Il caso di Rimini evidenzia, in positivo, l'inutilità di una contrapposizione, creata talvolta dagli amministratori, quella tra marketing culturale da una parte, e marketing turistico dall'altra. Il Festival del Mondo Antico denota, infatti, la volontà di ridefinire l'identità culturale della città, è un segnale preciso, da consolidare. Non sottovaluterei il ruolo degli insegnanti nel successo di questa iniziativa, e neppure l'esigenza di aggiornamenti emersa da parte loro, rilevata anche dalla ricerca. Se ricordate, gli assessorati alla cultura sono nati, come nel caso di Modena, per gemmazione dagli assessorati alla scuola: l'idea era quella di offrire delle occasioni di apprendimento anche oltre il percorso scolastico, lungo tutto il corso della vita (quello che oggi l'Unione europea, con un'espressione molto elegante, definisce lifelong learning).
Dal punto di vista culturale, uno degli elementi fondamentali di questo genere di manifestazioni è la capacità di intersecare linguaggi e discipline diversi. Di mescolarli in un difficile cocktail di festa condivisa. Senza disdegnare la cucina: poiché noi mangiamo parole e, come diceva uno scrittore spagnolo, il palato è nella memoria. L'organizzazione di un festival, inoltre, produce effetti che vanno ben oltre le giornate in cui si svolge: insegna a lavorare in modo differente, produce interazioni tra chi vi lavora e le istituzioni, i gruppi e i privati che vi partecipano, e queste relazioni, se ben gestite, possono portare frutti nel resto dell'anno. Questo è un aspetto da non trascurare: è un modo per ribadire l'esigenza di ridefinire la politica degli strumenti di comunicazione che riguardano la cultura.
Anche il profilo economico non è da trascurare. Molti assessori - non è il caso di Rimini - hanno voluto i festival per un puro scopo di marketing turistico, rischiando in qualche modo di soffocarli nella culla, con forte miopia e con poco senso della prospettiva. Si è parlato molto di Mantova, che è il capostipite di un certo tipo di festival; Mantova, però, è nata su un modello diverso: è stata commissionata una ricerca e la proposta che ne è scaturita ha ricalcato il modello sperimentato dagli anglosassoni nei festival di letteratura.
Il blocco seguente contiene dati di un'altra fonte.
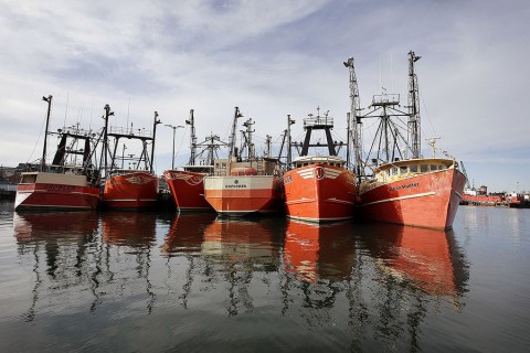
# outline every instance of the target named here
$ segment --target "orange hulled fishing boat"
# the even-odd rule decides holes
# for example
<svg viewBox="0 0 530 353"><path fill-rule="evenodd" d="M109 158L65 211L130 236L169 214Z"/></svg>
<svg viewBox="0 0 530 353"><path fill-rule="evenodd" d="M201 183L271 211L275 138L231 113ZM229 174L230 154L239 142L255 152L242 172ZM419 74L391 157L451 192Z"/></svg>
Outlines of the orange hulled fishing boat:
<svg viewBox="0 0 530 353"><path fill-rule="evenodd" d="M274 213L283 210L283 184L279 178L278 159L268 156L257 158L252 141L252 119L243 126L246 151L242 158L235 148L237 118L236 107L232 126L229 159L215 160L214 175L204 178L204 197L221 215L243 216L253 213Z"/></svg>
<svg viewBox="0 0 530 353"><path fill-rule="evenodd" d="M288 131L293 120L288 117ZM347 169L347 161L337 156L337 143L331 138L333 118L309 115L304 119L306 137L294 168L283 175L287 216L309 222L332 222L353 217L356 175ZM326 145L311 143L311 132L324 130ZM287 132L290 136L290 132ZM289 138L290 140L290 138ZM288 143L290 149L290 141ZM327 154L308 156L310 147L327 148ZM290 158L290 151L288 152ZM290 165L290 161L287 162Z"/></svg>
Quello mantovano, infatti, è un festival a prenotazione, con biglietto, esattamente come quello di Edimburgo o di altri festival di quell'area geografica. A Modena non è così: non ci sono né biglietti, né prenotazioni. Corriamo dei rischi, abbiamo più problemi, siamo esposti a più critiche, ma in questo modo di procedere c'è anche un'interpretazione politico-sociale e culturale del festival. Tengo a ribadirlo.
La ricerca presentata a Mantova qualche settimana fa dimostra, dal punto di vista economico, che per un euro investito ne ritornano dieci in quella città. La cosa, devo dire, mi ha stupito, perché queste cifre non mi parevano realistiche e possibili, ma prendo per buono questo tipo di analisi. In ogni caso, per quel che riguarda i festival, io sono per la teoria dei cento fiori: come dire che siamo diversi ma nello stesso tempo ci sentiamo affratellati agli altri festival. E sebbene non costituiscano più una novità, come sottolinea anche la ricerca, e i festival richiamino l'attenzione dei media per ciò che vengono a dire gli oratori e non più perché siano un fatto sociale, continuano in parte a stupire. Dovremmo fare in modo che i festival trovino un punto di equilibrio permanente, di solidarietà reciproca, soprattutto grazie alla loro diversità, in modo da presentarsi come un interlocutore della società italiana e anche, diciamo pure, dei governi che verranno. Insomma, perché non pensare a una vera e propria lobby dei festival?